When I saw the test was labelled Hard, I hesitated for a second. Hard usually means complicated, long, lots of things that can go wrong. But I have noticed something that once you understand the basics of a tool, nothing stays hard for long. So I started.
The task was to download a dataset from HuggingFace and convert it to
an mlr3 Task using only R — no Python, no reticulate. My first thought
was that HuggingFace is a Python thing. I have used it in Python where
you just call load_dataset() and it works. In R there is no
such shortcut. You have to talk to the HuggingFace API directly. That is
actually what made this interesting.
library(httr)
library(jsonlite)
library(mlr3)
httr handles HTTP requests — it lets R talk to any
website or API. jsonlite reads JSON responses. Both felt
very familiar coming from Python. pip install becomes
install.packages(), import becomes
library(). Same idea, different syntax.
I tried fetching the Titanic dataset first since it is the most common classification example everyone starts with.
url <- "https://huggingface.co/api/datasets/titanic"
response <- GET(url)
status_code(response)
[1] 401
401 means not authorized. HuggingFace requires a login token for some
datasets and I did not have one set up. Rather than going through
authentication I looked for a fully public dataset instead. This small
bump taught me something important — not all HuggingFace datasets are
freely accessible without a token. When building mlr3hf,
the function will need to handle this, either by asking for a token or
clearly telling the user which datasets require one.
I switched to scikit-learn/iris which is fully public
and needs no token. Here I knocked on HuggingFace’s door and asked —
tell me about this dataset.
url <- "https://huggingface.co/api/datasets/scikit-learn/iris"
response <- GET(url)
status_code(response)
[1] 200
200 means success. HuggingFace replied with a JSON response — a text file containing all the dataset’s information. I read it like this.

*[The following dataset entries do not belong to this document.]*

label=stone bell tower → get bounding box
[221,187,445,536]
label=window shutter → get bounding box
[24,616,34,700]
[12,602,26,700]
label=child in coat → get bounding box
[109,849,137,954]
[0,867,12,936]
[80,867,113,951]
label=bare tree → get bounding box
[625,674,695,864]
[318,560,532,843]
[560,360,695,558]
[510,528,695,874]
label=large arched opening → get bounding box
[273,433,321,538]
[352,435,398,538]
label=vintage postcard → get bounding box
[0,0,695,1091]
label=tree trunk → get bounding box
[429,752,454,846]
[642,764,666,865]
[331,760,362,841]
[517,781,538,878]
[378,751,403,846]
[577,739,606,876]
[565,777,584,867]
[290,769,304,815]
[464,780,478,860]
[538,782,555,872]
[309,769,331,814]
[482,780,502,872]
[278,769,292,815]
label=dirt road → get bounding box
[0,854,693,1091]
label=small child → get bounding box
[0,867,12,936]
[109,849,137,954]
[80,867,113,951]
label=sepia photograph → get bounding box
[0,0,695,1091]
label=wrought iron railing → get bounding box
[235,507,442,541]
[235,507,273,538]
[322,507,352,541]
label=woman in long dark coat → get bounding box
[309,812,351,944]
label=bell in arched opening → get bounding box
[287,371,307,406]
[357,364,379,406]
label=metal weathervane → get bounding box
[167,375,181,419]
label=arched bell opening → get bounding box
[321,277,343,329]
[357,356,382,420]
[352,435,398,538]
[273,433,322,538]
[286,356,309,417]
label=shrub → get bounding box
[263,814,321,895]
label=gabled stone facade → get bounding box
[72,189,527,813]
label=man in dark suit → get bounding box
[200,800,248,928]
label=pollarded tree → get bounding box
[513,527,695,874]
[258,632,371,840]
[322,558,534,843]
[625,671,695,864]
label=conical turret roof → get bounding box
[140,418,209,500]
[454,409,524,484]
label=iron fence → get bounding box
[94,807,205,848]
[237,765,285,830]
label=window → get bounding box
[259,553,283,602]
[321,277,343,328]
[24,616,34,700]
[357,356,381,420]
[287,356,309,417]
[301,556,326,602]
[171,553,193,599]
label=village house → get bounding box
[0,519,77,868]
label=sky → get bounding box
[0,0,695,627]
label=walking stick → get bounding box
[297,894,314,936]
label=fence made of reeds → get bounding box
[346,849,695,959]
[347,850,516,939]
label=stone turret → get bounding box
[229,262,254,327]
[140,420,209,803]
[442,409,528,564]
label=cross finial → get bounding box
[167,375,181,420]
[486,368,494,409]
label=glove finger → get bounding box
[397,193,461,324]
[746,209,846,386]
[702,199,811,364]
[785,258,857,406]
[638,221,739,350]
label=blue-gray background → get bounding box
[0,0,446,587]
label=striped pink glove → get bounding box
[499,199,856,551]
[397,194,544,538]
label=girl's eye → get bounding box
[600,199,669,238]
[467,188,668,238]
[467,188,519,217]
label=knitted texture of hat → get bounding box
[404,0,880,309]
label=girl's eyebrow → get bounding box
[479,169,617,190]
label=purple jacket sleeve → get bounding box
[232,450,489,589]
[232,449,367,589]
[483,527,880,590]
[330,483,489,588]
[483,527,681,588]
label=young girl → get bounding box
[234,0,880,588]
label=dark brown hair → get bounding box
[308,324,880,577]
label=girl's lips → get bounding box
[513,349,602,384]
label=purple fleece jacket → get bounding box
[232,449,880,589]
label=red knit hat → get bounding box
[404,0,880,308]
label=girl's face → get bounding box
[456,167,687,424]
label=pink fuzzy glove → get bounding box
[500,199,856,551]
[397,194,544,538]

content <- content(response, "text", encoding = "UTF-8")
info <- fromJSON(content)
names(info)
[1] "_id" "id" "author" "sha"
[5] "lastModified" "private" "gated" "disabled"
[9] "tags" "description" "downloads" "likes"
[13] "cardData" "siblings" "createdAt" "usedStorage"
This is the metadata — same idea as otsk() in the Easy
test. You get information about the dataset before downloading anything.
The key field here is siblings which lists all the actual
files inside the dataset repository.
info$siblings
rfilename
1 .gitattributes
2 Iris.csv
3 README.md
4 database.sqlite
There it is — Iris.csv. I asked HuggingFace what files
are inside this dataset. This is the moment I understood why building a
proper htsk() function matters. Right now I am manually
reading through siblings to find the data file. A good function would do
this automatically — detect which file is the actual data, handle
different formats like CSV or whatever and return a clean Task without
the user needing to dig through API responses every time.
Now I downloaded just that one file — the actual data.
csv_url <- "https://huggingface.co/datasets/scikit-learn/iris/resolve/main/Iris.csv"
csv_response <- GET(csv_url)
csv_text <- content(csv_response, "text", encoding = "UTF-8")
iris_hf <- read.csv(text = csv_text)
head(iris_hf)
Id SepalLengthCm SepalWidthCm PetalLengthCm PetalWidthCm Species
1 1 5.1 3.5 1.4 0.2 Iris-setosa
2 2 4.9 3.0 1.4 0.2 Iris-setosa
3 3 4.7 3.2 1.3 0.2 Iris-setosa
4 4 4.6 3.1 1.5 0.2 Iris-setosa
5 5 5.0 3.6 1.4 0.2 Iris-setosa
6 6 5.4 3.9 1.7 0.4 Iris-setosa
I did the API call and read.csv(). I noticed there is an
Id column which is just a row number and not a real
feature. I removed it before creating the task because keeping it would
give the model meaningless information.
I cleaned the data and handed it to mlr3.
target = "Species" tells mlr3 which column is the thing I
want to predict — everything else automatically becomes a feature.
iris_hf$Id <- NULL
task_hf <- as_task_classif(iris_hf, target = "Species", id = "iris_huggingface")
print(task_hf)
── <TaskClassif> (150x5) ──────────────────────────────────────────
• Target: Species
• Target classes: Iris-setosa (33%), Iris-versicolor (33%), Iris-virginica (33%)
• Properties: multiclass
• Features (4):
• dbl (4): PetalLengthCm, PetalWidthCm, SepalLengthCm, SepalWidthCm
A HuggingFace dataset, downloaded in pure R, converted to an mlr3
Task. The whole process — knock on the API, find the file, download it,
clean it, hand it to mlr3 — is exactly what htsk() should
automate. Once I understood each step manually, I could clearly see what
the function needs to do.
The hard part was not the code. It was understanding the steps well enough to see what a function needs to do. Once I had that knack — it was not hard at all.